# Sold my iPad, keeping my Kindle Fire



## JimC1946 (Aug 6, 2009)

Maria Schneider at her Bear Mountain Books blog has printed an article I wrote about why I sold my iPad 1 after using a Kindle Fire for a couple of months.

http://www.bearmountainbooks.com/home/guest-post-jim-chambers-and-the-kindle-fire/

It was a tough decision, since I loved my iPad, but I found myself using the Fire more and more, and the iPad less and less. My iPad is now in a good home, and with the money from the sale, I've already bought a second Fire (for my wife), with change left over for books and apps.

By the way, I still do most of my reading on my e-ink Kindle 3.


----------



## Guest (Jan 14, 2012)

nice move!


----------



## Xopher (May 14, 2009)

Interesting move. I can completely understand. Handling my wife's 7" tablet definitely weighs less than my 10" tablet. The larger screen suits me better, and my wife doesn't like the weight of mine. If it does everything you need it to do, there is no reason to have multiple devices that do nearly the same things.

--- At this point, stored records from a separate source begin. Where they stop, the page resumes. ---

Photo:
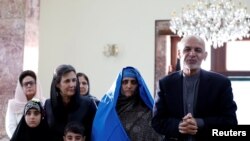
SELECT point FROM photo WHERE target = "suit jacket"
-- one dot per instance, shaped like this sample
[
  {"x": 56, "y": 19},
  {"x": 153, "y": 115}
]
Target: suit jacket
[{"x": 213, "y": 103}]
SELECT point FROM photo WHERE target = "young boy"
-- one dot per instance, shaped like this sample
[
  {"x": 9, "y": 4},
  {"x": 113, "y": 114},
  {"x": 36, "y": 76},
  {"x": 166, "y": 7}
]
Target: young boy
[
  {"x": 74, "y": 132},
  {"x": 32, "y": 126}
]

Sent from my gTablet using Tapatalk.


----------



## auntmarge (Dec 4, 2008)

I had a similar experience - sold my iPad2 and kept the Fire. I don't miss the iPad _at all._


----------



## JimC1946 (Aug 6, 2009)

And I thought I was all alone.


----------



## racheldeet (Jan 21, 2010)

JimC1946 said:


> And I thought I was all alone.


This! I sold mine as well. I don't really need a $600 device to watch Netflix and read books, after all!


----------



## JimC1946 (Aug 6, 2009)

You know, I miss the iPad the most for web browsing, where the bigger screen was a real plus. But I'm getting used to the smaller screen and the way that the Fire's browser handles favorites. I use the Fire mostly in the portrait mode, but I go to landscape for web browsing, where the font size is bigger. I'm also finding the Amazon Basics stylus to be helpful.


----------



## Leslie (Apr 7, 2008)

JimC1946 said:


> And I thought I was all alone.


I sold my iPad before my Fire even arrived. It's in a good home and being constantly used, something that didn't happen when I owned it. Now if they would just come out with a version of W.E.L.D.E.R. for the Fire, I'd be a completely happy camper.

L


----------